Your DM is been unfair on your brother , if she is protecting him so much now he won't know what's hit him when he gets into the adult world in a few months.
Depending on where you live check to see if the bus company that he will use has it's own app ( Stagecoach in greater Manchester has a great one ) the app will tell him where the nerest stop is , how long it will take to walk to it , what number to get, when it's due , how many stops there are and long the walk is when he gets off . ( or at least stagecoaches does )

Trinity66 · 18/04/2018 14:20

She's being ridiculous of course my daughter flew Ireland to London to visit her grand dad last year when she was 17 (she was picked up at airport but still) He should be able to do a lot more than a short bus trip by now is what I'm saying

PerfectlySymmetricalButtocks · 18/04/2018 14:22

YANBU. Always assuming he's not a daydreamer.

ManicUnicorn · 18/04/2018 14:29

I was getting the bus into town on my own at 12 and into the next nearest city at 13. At 15 my friend and I actually went to Liverpool on our own on the train.

For a while I helped run a club/activity and we had a couple of mid to late teens. Without exception they excepted lifts to and from training sessions. Now of course if they lived miles away and had to walk through a lonely/dodgy place we wouldn't mind, but most lived within a short walking distance and or on bus routes.

Generation snowflake is real, and they make us millennial so look tough and worldly!

Mitzimaybe · 18/04/2018 14:32

YANBU. From starting secondary school I got myself home after school which involved catching three buses and over an hour's journey.
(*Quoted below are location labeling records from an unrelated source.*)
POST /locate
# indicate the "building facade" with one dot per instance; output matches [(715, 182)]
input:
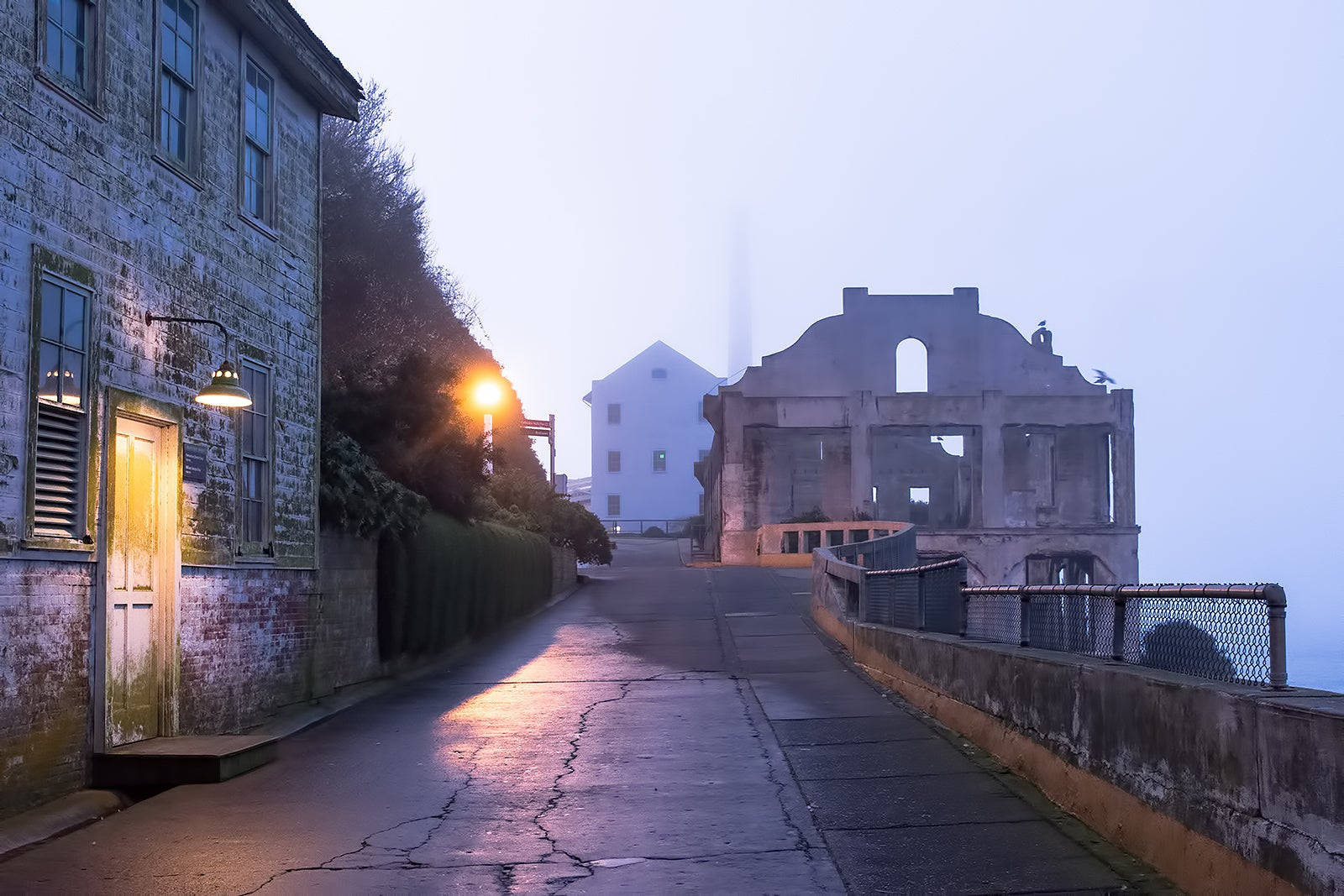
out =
[(158, 557), (648, 432), (920, 409)]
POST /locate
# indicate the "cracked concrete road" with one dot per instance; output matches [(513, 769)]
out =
[(627, 739)]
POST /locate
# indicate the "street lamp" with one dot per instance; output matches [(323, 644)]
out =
[(487, 396), (225, 389)]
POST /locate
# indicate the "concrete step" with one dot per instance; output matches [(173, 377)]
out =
[(192, 759)]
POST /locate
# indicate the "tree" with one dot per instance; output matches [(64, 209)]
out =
[(398, 351)]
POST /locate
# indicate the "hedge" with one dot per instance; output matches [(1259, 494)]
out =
[(449, 580)]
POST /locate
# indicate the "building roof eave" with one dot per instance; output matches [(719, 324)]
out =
[(307, 60)]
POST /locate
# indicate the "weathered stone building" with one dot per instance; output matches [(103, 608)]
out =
[(158, 557), (921, 409)]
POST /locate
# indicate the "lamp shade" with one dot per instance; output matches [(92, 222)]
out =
[(225, 389)]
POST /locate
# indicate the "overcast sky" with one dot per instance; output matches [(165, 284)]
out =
[(1160, 181)]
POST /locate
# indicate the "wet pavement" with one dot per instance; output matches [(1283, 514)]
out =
[(664, 728)]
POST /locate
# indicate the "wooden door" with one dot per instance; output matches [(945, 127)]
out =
[(134, 587)]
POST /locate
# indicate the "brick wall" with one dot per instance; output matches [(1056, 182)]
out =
[(44, 684), (80, 183)]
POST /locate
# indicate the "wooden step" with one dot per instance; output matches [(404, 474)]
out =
[(192, 759)]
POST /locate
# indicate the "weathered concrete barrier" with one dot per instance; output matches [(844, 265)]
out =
[(1222, 788)]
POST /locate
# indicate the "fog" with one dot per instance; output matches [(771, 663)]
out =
[(1160, 181)]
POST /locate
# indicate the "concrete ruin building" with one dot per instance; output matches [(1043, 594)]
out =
[(158, 557), (920, 409)]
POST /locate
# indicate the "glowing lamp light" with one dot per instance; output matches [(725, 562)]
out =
[(225, 390), (488, 394), (60, 387)]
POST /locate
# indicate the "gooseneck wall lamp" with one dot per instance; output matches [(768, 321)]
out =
[(225, 387)]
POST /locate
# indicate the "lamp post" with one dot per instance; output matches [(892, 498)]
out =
[(487, 396)]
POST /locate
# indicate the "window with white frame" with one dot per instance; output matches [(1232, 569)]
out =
[(178, 42), (58, 466), (255, 450), (259, 159), (67, 38)]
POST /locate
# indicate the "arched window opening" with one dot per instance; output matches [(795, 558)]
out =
[(911, 365)]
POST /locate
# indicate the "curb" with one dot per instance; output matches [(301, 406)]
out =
[(58, 817), (82, 808)]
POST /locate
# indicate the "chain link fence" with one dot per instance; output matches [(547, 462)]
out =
[(1221, 631)]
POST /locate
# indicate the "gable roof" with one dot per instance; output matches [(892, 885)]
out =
[(659, 349)]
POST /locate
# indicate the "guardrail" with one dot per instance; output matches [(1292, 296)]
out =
[(1222, 631)]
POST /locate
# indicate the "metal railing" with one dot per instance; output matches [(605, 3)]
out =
[(638, 527), (1222, 631)]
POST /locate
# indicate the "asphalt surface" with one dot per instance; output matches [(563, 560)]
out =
[(665, 728)]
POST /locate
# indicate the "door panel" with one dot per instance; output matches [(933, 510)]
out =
[(134, 613)]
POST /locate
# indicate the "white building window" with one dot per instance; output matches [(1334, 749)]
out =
[(178, 33)]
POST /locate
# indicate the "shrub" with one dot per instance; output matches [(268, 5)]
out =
[(815, 515), (450, 580), (356, 496)]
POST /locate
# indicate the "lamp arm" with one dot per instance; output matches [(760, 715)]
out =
[(165, 318)]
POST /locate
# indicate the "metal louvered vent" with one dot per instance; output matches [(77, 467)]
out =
[(57, 472)]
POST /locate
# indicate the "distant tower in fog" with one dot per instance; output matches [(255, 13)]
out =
[(739, 298)]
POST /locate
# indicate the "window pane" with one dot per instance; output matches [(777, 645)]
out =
[(71, 331), (49, 372), (69, 60), (71, 378), (53, 47), (170, 46), (51, 311), (259, 434), (261, 392)]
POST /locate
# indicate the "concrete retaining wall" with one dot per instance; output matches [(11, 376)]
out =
[(1221, 788)]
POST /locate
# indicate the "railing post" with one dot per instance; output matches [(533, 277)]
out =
[(1277, 605), (1117, 627), (964, 598), (920, 602), (1026, 618)]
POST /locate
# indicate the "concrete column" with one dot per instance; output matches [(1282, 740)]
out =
[(1122, 457), (992, 459), (862, 410)]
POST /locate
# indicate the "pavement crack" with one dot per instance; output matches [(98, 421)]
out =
[(391, 857), (779, 781), (566, 770)]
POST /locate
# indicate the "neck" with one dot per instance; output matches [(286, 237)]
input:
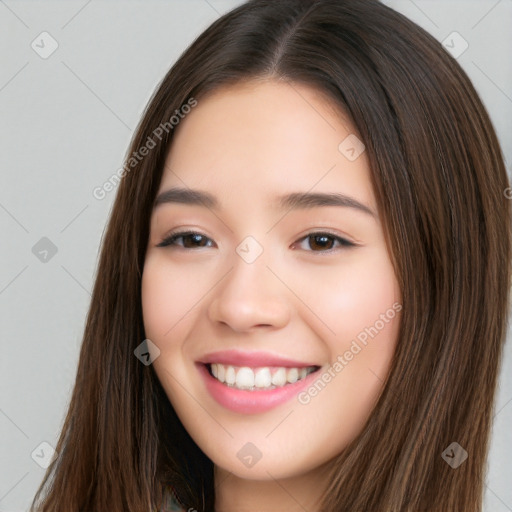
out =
[(294, 494)]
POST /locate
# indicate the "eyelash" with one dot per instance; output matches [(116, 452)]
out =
[(170, 241)]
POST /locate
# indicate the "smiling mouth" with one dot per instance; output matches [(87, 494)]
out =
[(260, 378)]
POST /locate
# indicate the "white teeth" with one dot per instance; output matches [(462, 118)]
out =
[(279, 378), (230, 375), (292, 375), (258, 378), (262, 378), (244, 378), (221, 372)]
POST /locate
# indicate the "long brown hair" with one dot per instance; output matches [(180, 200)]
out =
[(439, 179)]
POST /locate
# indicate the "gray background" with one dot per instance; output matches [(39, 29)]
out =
[(65, 124)]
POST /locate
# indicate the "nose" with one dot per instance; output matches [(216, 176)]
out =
[(250, 296)]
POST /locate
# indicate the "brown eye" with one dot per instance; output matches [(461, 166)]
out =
[(191, 240), (324, 242)]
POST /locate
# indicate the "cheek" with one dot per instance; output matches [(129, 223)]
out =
[(350, 296), (168, 297)]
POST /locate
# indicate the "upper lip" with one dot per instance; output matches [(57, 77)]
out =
[(251, 359)]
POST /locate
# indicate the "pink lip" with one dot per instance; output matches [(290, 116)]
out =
[(251, 402), (251, 359)]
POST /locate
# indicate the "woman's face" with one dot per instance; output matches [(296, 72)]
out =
[(271, 287)]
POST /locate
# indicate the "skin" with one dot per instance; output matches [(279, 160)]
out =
[(247, 144)]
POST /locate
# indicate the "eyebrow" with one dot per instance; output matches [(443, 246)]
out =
[(293, 201)]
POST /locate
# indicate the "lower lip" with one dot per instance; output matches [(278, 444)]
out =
[(252, 402)]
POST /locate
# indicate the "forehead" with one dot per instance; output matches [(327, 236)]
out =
[(266, 136)]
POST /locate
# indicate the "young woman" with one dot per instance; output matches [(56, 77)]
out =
[(302, 292)]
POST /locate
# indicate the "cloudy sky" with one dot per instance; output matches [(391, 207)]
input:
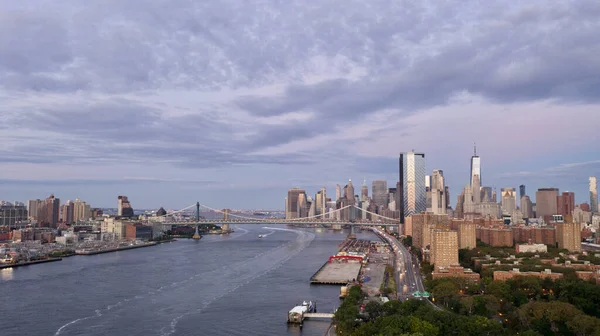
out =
[(233, 102)]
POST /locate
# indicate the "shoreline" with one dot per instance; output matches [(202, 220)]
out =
[(28, 263), (122, 248)]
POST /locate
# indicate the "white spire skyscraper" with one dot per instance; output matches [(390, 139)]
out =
[(593, 194), (475, 167)]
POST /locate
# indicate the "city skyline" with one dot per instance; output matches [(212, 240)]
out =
[(92, 110)]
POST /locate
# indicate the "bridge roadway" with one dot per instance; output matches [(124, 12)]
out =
[(283, 221)]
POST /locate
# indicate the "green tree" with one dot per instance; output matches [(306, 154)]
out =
[(374, 310), (584, 325), (444, 292), (422, 327)]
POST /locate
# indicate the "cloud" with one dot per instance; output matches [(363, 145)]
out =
[(226, 92), (565, 169)]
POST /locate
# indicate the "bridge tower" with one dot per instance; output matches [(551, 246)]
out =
[(197, 233), (225, 228)]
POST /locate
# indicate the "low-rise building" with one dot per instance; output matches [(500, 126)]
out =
[(531, 248), (455, 271), (506, 275)]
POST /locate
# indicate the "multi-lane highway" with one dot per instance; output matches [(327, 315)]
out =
[(408, 270)]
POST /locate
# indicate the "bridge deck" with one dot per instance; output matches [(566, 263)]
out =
[(318, 316)]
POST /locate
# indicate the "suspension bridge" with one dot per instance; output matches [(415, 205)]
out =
[(347, 215)]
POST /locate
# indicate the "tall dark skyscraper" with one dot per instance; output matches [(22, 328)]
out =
[(476, 167), (522, 191), (412, 192)]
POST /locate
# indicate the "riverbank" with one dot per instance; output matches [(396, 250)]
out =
[(120, 248), (27, 263)]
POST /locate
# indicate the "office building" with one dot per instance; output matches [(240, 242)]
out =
[(444, 248), (436, 198), (364, 191), (124, 208), (303, 205), (476, 189), (33, 207), (412, 181), (321, 201), (485, 194), (48, 213), (380, 193), (467, 235), (67, 212), (475, 167), (349, 191), (292, 203), (568, 236), (509, 200), (565, 203), (81, 211), (545, 200), (527, 207), (12, 213), (522, 191), (593, 195)]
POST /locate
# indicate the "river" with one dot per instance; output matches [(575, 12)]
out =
[(235, 284)]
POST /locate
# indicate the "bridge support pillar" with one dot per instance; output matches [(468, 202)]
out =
[(225, 228), (197, 233)]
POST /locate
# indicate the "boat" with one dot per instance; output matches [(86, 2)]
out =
[(296, 315)]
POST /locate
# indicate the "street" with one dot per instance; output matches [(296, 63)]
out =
[(408, 270)]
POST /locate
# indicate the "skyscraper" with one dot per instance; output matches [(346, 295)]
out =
[(364, 191), (545, 203), (476, 189), (522, 191), (565, 203), (412, 180), (48, 213), (124, 208), (476, 166), (67, 212), (380, 193), (292, 203), (437, 193), (509, 200), (593, 194), (349, 191)]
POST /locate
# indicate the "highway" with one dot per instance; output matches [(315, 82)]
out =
[(407, 264)]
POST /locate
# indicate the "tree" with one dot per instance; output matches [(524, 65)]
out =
[(422, 327), (374, 310), (445, 291), (584, 325)]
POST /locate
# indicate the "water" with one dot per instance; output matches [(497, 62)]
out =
[(221, 285)]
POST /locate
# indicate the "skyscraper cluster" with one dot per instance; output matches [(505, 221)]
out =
[(416, 193)]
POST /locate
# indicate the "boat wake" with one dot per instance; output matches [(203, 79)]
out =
[(302, 241), (220, 281)]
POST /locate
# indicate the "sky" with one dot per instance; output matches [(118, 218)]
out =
[(231, 103)]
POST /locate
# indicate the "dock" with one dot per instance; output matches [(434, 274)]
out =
[(27, 263), (334, 273), (326, 316)]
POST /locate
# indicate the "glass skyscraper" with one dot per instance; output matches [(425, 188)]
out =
[(412, 180), (476, 168)]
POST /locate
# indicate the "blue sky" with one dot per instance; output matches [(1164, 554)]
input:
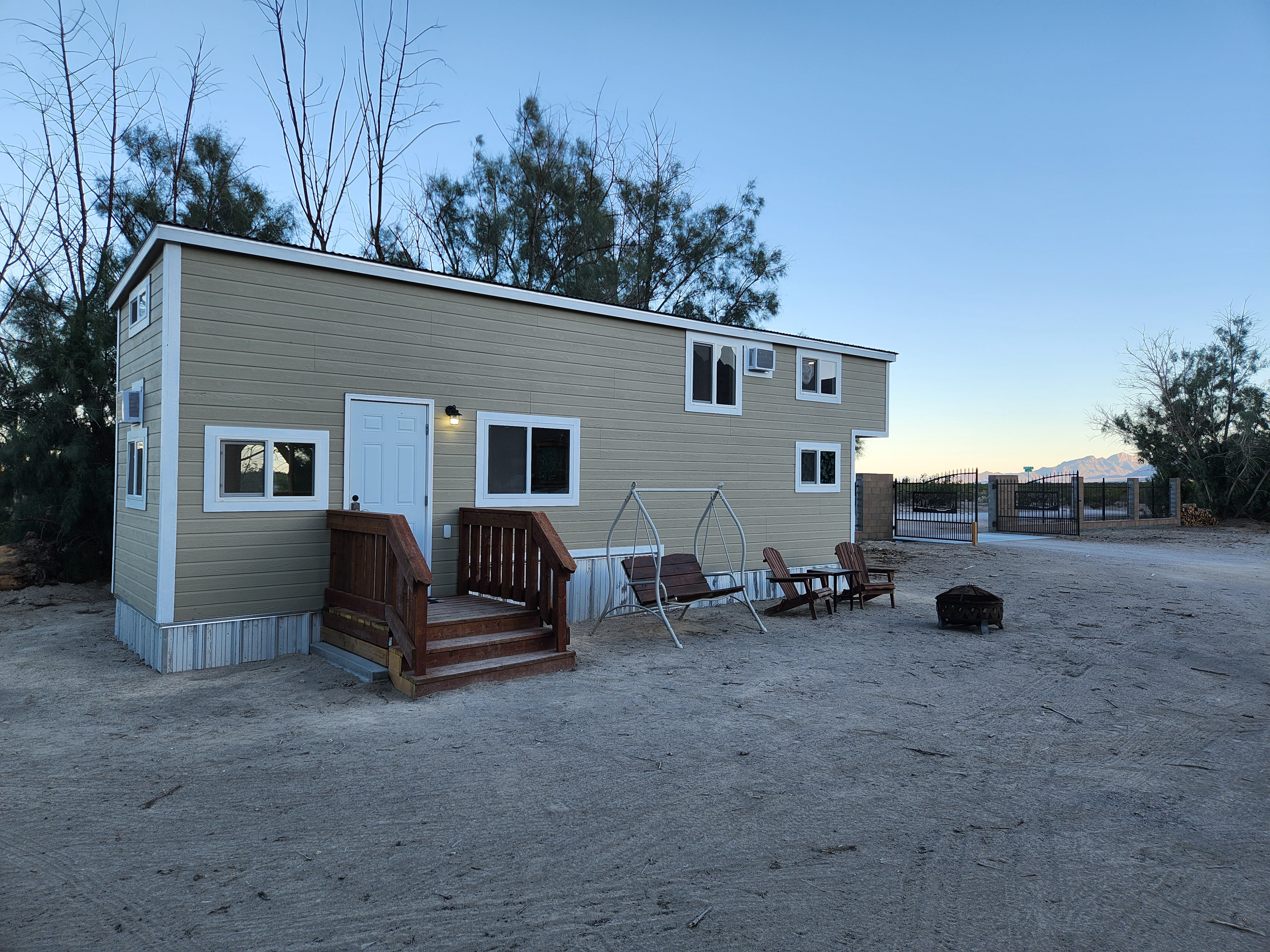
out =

By 17 I would have absolutely cringed at the idea of being picked up.

steppemum · 18/04/2018 14:40

so ds and dd started at secondary and cycled to the station, took the train and then walked up the hill.

Pretty much every single child at both school has to walk to bus stop/train and then get the bus.

From age 11.

At 17, my friend and I used to go to London to the horse show at Olympia, train, tube to friend of my mum's house, leave our stuff, then to Olympia, out to eat, maybe to see a show, back to stay over at the kind friend of my mums etc.

Show your mum this thread and point out that she is the only person who thinks he is a baby.

peacheachpearplum · 18/04/2018 14:46

Your poor brother, how is he going to cope with life if his mother treats him like this.

FrancisCrawford · 18/04/2018 14:47

This reply has been deleted

Message withdrawn at poster's request.

LexieLulu · 18/04/2018 16:40

Your mum is being unreasonable.

Take your brother aside and ask if he'd mind getting himself home as you have an appointment.

I'm sure your brother doesn't even care and your mum is making drama

TemptressofWaikiki · 18/04/2018 16:46

Just wow! I moved to London from a different country, speaking very little English at 17. I am shocked by the level of mollycoddling! Ridiculous. Does he get 'Bitty as well...?

Weezol · 18/04/2018 17:59

@makeupbag Did you collect him or stick to your own plans?

snewname · 18/04/2018 18:03

I thought you were going to say late at night or something. But just a normal journey in the day. Your mum isn't being helpful to his development by infantalizing him.